The goals of this research project are to: 1) elucidate the role of the hypoxia-inducible transcription factor (HIF-1a) in the behavior of two different tumor models, 2) model the transport of oxygen and nutrients in these tumor models using a sandwich culture system designed to mimic the tumor microenvironment, and 3) translate the in vitro experimental results into an explanation for the in vivo behavior of tumors containing cells lacking HIF-1a.

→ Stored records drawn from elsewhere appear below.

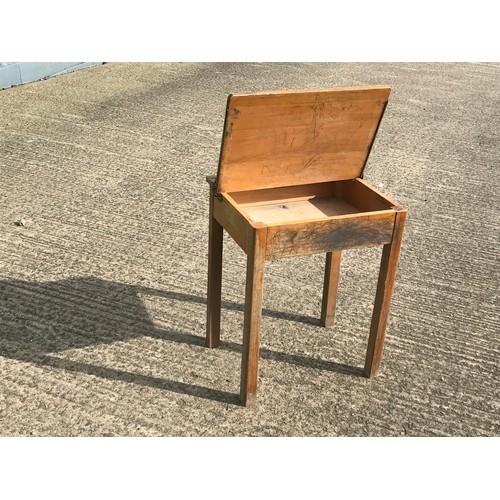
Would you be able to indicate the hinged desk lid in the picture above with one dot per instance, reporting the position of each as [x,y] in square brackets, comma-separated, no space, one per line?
[298,137]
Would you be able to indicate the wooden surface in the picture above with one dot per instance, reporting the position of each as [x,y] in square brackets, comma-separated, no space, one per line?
[232,220]
[337,233]
[330,286]
[298,137]
[385,287]
[215,246]
[253,313]
[288,211]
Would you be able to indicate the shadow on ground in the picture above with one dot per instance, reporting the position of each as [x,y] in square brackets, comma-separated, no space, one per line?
[39,320]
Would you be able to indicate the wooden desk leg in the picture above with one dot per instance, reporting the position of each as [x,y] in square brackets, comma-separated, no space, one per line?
[385,287]
[330,286]
[253,314]
[214,277]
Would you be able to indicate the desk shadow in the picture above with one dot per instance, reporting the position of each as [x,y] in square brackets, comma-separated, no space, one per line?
[39,320]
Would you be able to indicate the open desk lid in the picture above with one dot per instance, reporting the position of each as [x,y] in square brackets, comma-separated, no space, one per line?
[293,137]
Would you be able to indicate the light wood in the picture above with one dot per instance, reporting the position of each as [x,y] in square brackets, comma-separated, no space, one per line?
[297,210]
[273,140]
[234,221]
[385,287]
[253,313]
[289,183]
[215,246]
[333,233]
[330,287]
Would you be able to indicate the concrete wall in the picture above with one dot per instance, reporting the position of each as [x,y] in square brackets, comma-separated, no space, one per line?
[16,73]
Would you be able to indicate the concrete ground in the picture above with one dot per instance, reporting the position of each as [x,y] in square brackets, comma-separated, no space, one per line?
[102,290]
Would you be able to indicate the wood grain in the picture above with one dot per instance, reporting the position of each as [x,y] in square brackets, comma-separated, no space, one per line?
[232,220]
[330,287]
[253,314]
[292,138]
[215,247]
[336,233]
[385,287]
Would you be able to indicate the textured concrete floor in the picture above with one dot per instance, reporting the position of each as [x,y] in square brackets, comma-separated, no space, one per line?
[102,291]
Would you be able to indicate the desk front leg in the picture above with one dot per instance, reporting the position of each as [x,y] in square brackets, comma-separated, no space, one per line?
[253,314]
[330,286]
[385,287]
[215,240]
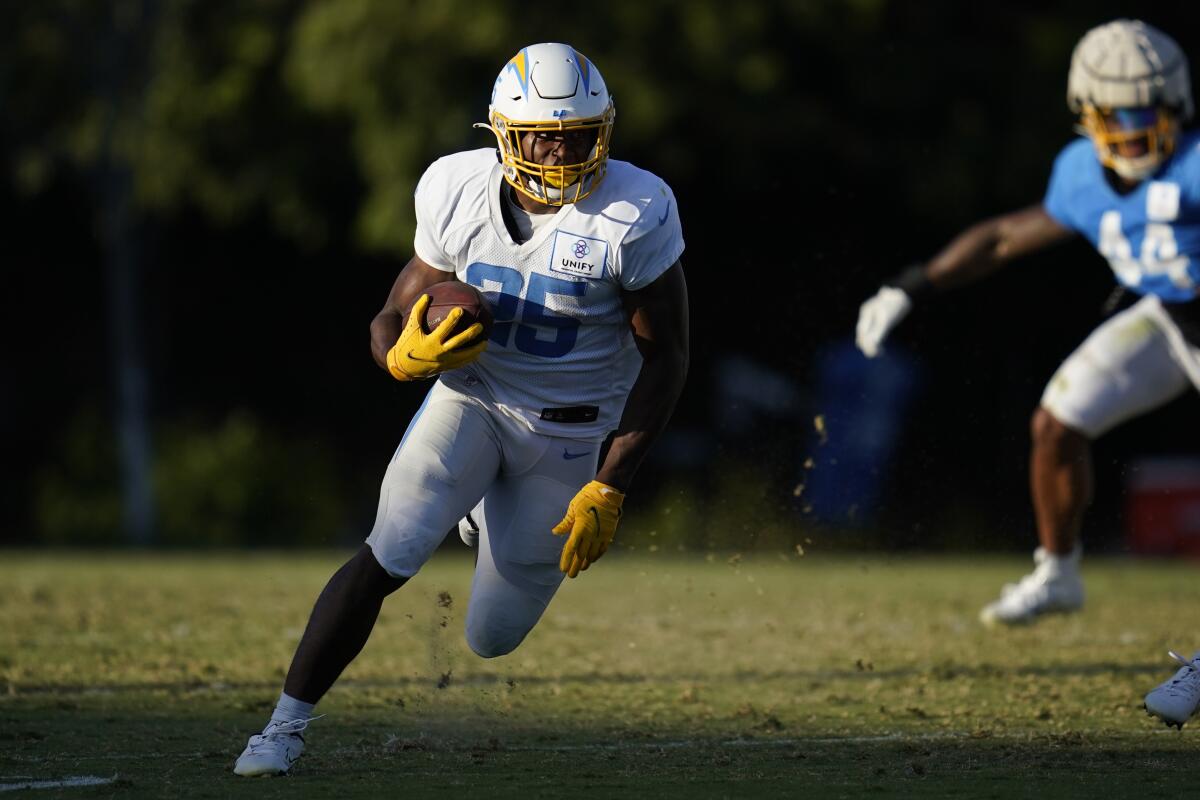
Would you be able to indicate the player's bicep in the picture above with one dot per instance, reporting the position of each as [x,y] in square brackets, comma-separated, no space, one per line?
[658,314]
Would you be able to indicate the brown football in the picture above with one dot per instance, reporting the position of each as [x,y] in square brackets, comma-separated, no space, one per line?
[454,294]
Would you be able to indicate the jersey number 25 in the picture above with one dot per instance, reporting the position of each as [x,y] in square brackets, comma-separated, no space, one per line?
[534,314]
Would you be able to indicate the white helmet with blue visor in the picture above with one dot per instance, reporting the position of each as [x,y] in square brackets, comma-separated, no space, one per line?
[1129,85]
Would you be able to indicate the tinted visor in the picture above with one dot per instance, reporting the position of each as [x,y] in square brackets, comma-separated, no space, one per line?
[1129,120]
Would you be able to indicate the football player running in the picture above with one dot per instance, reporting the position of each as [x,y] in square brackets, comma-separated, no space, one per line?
[1132,187]
[579,257]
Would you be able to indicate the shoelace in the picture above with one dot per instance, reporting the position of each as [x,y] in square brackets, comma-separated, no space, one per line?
[1181,685]
[291,728]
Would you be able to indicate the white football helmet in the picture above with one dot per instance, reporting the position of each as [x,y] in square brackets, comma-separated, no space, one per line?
[1129,84]
[552,89]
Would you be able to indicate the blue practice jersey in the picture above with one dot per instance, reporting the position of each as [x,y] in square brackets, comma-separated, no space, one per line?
[1151,235]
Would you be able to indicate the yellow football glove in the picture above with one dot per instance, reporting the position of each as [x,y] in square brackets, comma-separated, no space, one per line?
[418,354]
[591,521]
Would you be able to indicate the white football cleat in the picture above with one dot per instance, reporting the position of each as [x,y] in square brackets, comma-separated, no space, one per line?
[274,751]
[468,531]
[1175,701]
[1053,588]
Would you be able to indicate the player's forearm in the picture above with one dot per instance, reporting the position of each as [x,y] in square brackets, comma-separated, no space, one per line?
[649,405]
[385,329]
[983,248]
[975,253]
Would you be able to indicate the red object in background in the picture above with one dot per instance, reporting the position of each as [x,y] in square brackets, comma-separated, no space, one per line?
[1163,506]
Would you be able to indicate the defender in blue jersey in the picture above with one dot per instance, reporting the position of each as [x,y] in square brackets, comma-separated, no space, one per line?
[1132,187]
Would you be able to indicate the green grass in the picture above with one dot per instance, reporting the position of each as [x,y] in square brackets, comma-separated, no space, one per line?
[649,677]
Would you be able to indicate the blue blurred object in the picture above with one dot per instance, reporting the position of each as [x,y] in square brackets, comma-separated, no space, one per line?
[861,404]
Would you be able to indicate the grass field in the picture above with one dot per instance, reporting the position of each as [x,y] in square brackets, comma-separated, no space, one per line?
[649,677]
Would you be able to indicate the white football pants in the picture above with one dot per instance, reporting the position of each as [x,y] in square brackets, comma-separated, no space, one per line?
[1134,362]
[461,455]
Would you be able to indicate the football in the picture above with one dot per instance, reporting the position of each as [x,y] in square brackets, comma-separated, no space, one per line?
[455,294]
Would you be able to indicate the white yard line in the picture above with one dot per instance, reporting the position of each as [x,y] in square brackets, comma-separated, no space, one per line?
[670,744]
[65,783]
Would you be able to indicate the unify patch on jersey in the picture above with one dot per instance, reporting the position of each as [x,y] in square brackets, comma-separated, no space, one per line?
[579,256]
[1162,202]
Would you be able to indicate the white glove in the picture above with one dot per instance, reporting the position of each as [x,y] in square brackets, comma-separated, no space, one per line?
[877,317]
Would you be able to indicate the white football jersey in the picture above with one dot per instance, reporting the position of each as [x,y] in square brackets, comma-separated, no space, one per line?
[562,356]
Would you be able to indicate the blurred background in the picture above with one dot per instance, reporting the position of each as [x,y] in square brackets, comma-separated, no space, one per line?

ES cells with inactivated HIF-1a genes (HIF-1a^-/-) and wild type controls (HIF-1a^+/+) were used for all experiments. The HIF-1a^-/- and HIF-1a^+/+ cells were injected into a dorsal skin window of a mouse to develop an ES-cell derived tumor, and the tumor was visualized using intravital fluorescence microscopy. For in vitro testing, co-cultures of the two cell types were grown in a sandwich culture system consisting of the cells grown on a glass slide with another glass slide placed on top. The combination of diffusion and consumption creates a gradient of oxygen and nutrients such that the center of the culture system experiences hypoxic and hypoglycemic conditions.

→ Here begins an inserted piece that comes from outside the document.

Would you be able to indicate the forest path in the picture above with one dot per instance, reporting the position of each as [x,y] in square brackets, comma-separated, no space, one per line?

In vivo, the embryonic stem cells lacking HIF-1a showed a preference for regions of the tumor distant from vasculature, where oxygen and nutrient concentrations are lowest. Likewise, in co-cultures of the two cell types, the cells formed clumps with the HIF-1a^-/- cells primarily in the center. By growing the co-cultures under conditions promoting differentiation, a pseudo-monolayer of cells was obtained consisting of clumps of predominantly HIF-1a^-/- cells with interspersed monolayers of predominantly HIF-1a^+/+ cells. When these co-cultures were placed in the sandwich culture system, the interspersed monolayer of HIF-1a^+/+ cells disappeared in the central hypoxic region. Currently, studies are underway to determine whether the preference for hypoxic regions of the HIF-1a^-/- cells is due to apoptosis, migration, or another mechanism.